To interlace these futures even more tightly, IBM today announced a new $43 million (€32 million) center connected to its research base in Zurich, where computer scientists hope to design and build the first low-power exascale computer systems.
The Square Kilometer Array will consist of thousands of radio antennas spread across an area the size of a continent, with a collecting area equivalent to one square kilometer. It will study dark energy, search for black holes, look for complex organic molecules in interstellar space, and look back to the cosmic Dark Ages — the time before the formation of the first stars. Along with a massive virtual field of view, all this work requires lots of computing power.
Take the current global daily Internet traffic and multiply it by two, and you start to approach the stupendous scales of data the Square Kilometre Array will churn out daily — about an exabyte per day. This vastly outpaces the state of the art in computing, notes Ton Engbersen of IBM Research in Zurich. “The area you would need for PCs is larger than the SKA,” he said.
Depending on how the SKA is designed and how data transfer questions are solved, it will require between two and 30 exaflops, he said. The design parameters are still being hammered out, but the first phases of construction are scheduled to start in 2016. The site in either Australia or Africa (with most of the dishes in South Africa, and others scattered in different countries from Botswana to Zambia) is expected to be announced later this month. The $2 billion project is not planned to be completed until 2024.
Data from something as enormous as SKA is a challenge on several levels, and aside from industry efforts, researchers like Andreas Wicenec are trying to figure it out in pieces. Wicenec is head of computing at the International Centre for Radio Astronomy Research in the state of Western Australia and part of his job is figuring out how to store all of the SKA’s data. It’s equivalent to 15 million iPods a day, he noted.
“You have to plan for the whole thing in one go. What is currently called exascale computing is not just an exaflop computer; that is the storage flow, too,” he said. “They have to be built up in parallel.”
He is researching how to increase bandwidth among GPUs to transfer data more quickly, and how to keep these monstrous computers cool to lower power needs. This will be especially important in the deserts of South Africa or Western Australia.
“We have to decrease power consumption by a factor of 10 to 100 to be able to pay the power bill for such a machine,” he said.
IBM researchers have some ideas, according to Engbersen.
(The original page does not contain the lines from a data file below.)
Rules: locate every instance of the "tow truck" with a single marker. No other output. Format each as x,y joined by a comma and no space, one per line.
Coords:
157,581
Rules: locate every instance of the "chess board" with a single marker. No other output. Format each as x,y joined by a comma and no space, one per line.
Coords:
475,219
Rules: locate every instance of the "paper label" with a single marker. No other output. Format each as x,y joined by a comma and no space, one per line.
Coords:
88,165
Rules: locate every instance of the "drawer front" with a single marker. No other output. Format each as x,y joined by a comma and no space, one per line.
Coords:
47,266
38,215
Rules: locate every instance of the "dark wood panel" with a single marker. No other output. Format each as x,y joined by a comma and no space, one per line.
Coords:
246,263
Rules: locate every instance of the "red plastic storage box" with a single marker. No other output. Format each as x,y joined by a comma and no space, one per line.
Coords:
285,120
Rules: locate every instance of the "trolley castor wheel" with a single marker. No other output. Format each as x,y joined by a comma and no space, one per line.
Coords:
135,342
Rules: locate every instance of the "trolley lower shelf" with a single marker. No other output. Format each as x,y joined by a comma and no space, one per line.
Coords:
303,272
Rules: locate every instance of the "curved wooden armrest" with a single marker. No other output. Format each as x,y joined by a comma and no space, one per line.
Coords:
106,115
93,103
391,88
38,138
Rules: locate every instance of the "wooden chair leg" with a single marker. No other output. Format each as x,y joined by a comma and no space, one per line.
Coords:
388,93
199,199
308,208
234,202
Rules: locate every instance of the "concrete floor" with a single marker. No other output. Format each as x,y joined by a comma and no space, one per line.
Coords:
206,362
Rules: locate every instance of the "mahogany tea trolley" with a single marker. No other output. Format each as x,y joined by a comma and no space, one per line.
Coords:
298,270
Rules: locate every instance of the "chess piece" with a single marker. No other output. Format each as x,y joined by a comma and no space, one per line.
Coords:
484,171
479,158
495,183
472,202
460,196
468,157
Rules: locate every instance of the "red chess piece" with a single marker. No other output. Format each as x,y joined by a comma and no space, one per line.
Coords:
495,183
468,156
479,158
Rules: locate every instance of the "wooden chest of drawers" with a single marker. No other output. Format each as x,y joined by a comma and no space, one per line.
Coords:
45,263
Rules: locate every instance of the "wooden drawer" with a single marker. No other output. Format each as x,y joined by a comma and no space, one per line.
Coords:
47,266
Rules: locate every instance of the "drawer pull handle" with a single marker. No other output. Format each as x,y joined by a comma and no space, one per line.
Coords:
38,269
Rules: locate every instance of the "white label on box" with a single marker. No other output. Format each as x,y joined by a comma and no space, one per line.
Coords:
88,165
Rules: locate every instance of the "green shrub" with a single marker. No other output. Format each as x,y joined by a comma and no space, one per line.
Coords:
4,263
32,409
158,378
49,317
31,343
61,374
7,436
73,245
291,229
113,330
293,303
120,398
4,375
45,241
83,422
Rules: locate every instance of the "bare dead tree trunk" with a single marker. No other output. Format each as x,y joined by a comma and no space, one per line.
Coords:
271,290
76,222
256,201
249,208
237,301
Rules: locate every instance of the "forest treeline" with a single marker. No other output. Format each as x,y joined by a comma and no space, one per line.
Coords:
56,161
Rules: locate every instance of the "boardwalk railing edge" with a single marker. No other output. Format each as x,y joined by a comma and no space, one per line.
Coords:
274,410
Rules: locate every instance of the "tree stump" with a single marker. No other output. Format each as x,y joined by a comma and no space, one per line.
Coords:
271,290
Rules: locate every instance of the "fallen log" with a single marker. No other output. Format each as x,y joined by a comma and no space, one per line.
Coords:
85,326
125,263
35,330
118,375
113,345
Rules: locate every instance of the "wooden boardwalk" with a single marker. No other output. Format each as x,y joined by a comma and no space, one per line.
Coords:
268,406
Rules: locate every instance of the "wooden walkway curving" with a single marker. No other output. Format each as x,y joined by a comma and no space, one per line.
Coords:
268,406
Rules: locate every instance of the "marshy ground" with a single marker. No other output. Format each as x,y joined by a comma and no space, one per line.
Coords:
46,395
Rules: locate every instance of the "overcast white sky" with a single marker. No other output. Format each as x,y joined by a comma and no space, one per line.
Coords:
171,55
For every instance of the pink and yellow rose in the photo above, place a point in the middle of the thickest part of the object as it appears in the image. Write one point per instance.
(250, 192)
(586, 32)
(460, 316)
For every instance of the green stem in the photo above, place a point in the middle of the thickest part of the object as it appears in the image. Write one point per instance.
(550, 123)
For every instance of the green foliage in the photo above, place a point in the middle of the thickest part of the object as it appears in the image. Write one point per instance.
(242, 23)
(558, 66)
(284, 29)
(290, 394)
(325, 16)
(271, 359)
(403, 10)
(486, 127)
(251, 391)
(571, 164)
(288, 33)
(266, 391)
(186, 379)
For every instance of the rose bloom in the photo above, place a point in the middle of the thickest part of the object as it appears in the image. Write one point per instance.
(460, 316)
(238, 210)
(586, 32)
The company wants to build on its prior research using phase-change memory, which you can read more about here, and its work on 3-D chip architectures, which can transfer data more efficiently and keep things cool. He envisions a stack of 100 chips, nestled one on top of each other — with such an architecture, the SKA could theoretically have supercomputers the size of sugar cubes.
Data downloads can be made more efficient, too — Engbersen notes that when you open a document, you normally look at the first few pages before you scroll down all the way. This can work for astronomers too, perhaps, downloading a few “pages” or bits of data at a time.
IBM’s research center will be located in the Netherlands, in collaboration with ASTRON, which is planning the SKA, and the Netherlands Institute for Radio Astronomy.
New system designs stemming from the SKA effort could translate to other Big Data fields, Engbersen said. But the real payoff will be huge for astronomy.
With SKA, astronomers will have a constant, real-time all-sky radio survey, which could help uncover some of the strangest phenomena in the cosmos. Current radio astronomy is powerful, but a full-sky survey is still limited to about 10 arc seconds. That’s a tiny slice of sky — for comparison, this month the planet Venus, at its super-bright huge disc, is between 25 and 37 arc seconds in diameter. Optical sky surveys, which started in the early 20th century with photographic plates, are fairly high-resolution, more like 1 arc second. “If you want a similar resolution with radio telescopes, you have to go to the SKA scale,” Wicenec said.
The SKA’s lengthy construction timeframe will help the telescopes, computers and storage facilities grow together, Wicenec said.
“It is really relying on the fact that technology is improving at a certain rate,” he said.